Children also grieve irregularly – one minute they are crying loudly and the next they are happy outside playing with friends. Understanding the concept of loss depends on the age of the child and below is a table of how children grieve at different ages. Keep in mind that other factors play a part in a child’s grieving, for example, intelligence, family environment and previous experience with death.

The Young Infant (Age 0-3)

Thoughts: Children at this age have little or no understanding of death and tend to think that it is temporary and that the person who has died will eventually return.

Feelings: Young infants can sense that something is wrong as they experience the grief of their primary caretaker. Responses may include feelings of being left behind, fear and insecurity.

Reactions: Anger, crying, searching, lack of appetite and finally quiet resignation is the way in which a child will grieve.

Ways to help cope: What we do is far more important that what we say to a child this age. Generally, a grieving infant needs large doses of tender, loving care holding, cuddling and stroking.

The Older Infant (Age 3-5)

Thoughts: The older infant has a limited understanding of death depending on the information that is provided.

Feelings: Because the preschooler has not yet developed a clear understanding of the permanence of death, their feelings may include confusion, anger and aggression.

Reactions: Regression in behaviours such as sleeping and toilet training may occur together with reverting to baby behaviour and clinging.

Ways to help cope: When talking about death to the preschooler, it should be explained simply to avoid confusion. Role playing with animals, toys and puppets can help the child gain an understanding of the loss.

Age 5 – 8

Thoughts: Slightly older children have a greater understanding of death, recognising that it is irreversible.

Feelings: They can find it difficult to understand their emotional reactions such as feelings of guilt or fear. If the child has lost a parent, he/she can feel anger towards the surviving parent or even the parent who deserted them.

Reactions: Behavioural problems such as underperformance at school and disruptions in friendships may occur as a result of the loss.

Ways to help cope: Children’s artwork can speak louder than words and free expression can be encouraged by taking this approach.

Age 8 – 12

Thoughts: Children aged from around 8 years and older have a more realistic understanding about death and the implications of permanent separation.

Feelings: They tend to react with similar emotions to adults such as extreme sadness and anger.

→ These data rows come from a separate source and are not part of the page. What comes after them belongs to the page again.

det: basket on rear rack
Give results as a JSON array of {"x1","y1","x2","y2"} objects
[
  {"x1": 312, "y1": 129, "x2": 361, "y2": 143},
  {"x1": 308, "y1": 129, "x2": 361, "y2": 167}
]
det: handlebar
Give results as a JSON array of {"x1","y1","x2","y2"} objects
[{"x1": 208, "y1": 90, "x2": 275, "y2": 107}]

Reactions: The death of a loved one at this age is quite traumatic. Some of their questions may indicate fears of their own death.

Ways to help cope: Children of this age not only need support and comfort but can also be a source of comfort for others. Opportunities to be helpful to others during the crisis can actually help children deal with their own feelings.

Adolescents

Thoughts: To the emotionally healthy teenager, death is foreign and is something they do not want to think about.

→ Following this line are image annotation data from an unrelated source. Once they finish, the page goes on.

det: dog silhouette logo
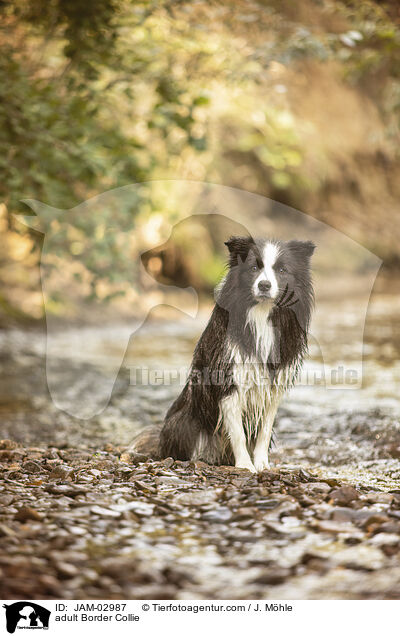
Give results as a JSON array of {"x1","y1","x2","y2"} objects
[{"x1": 3, "y1": 601, "x2": 51, "y2": 634}]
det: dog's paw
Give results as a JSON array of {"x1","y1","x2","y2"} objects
[
  {"x1": 235, "y1": 460, "x2": 257, "y2": 473},
  {"x1": 254, "y1": 457, "x2": 269, "y2": 473}
]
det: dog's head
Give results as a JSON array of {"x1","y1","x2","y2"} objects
[{"x1": 225, "y1": 236, "x2": 315, "y2": 307}]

Feelings: When losing an important relationship, the adolescent’s self centred values may cause them great distress, anxiety and fear. Adolescents have the capacity for empathy with other family members, so their pain is doubled.

Reactions: Sometimes self destructive behaviour such as alcohol or drug abuse is experimented with as a means of deferring the pain attached to the loss.

Ways to help cope: Caretakers of a grieving adolescent should not be discouraged if their teenager reaches out to someone other than family. It is also not uncommon for him/her to take on the role of parent to younger siblings.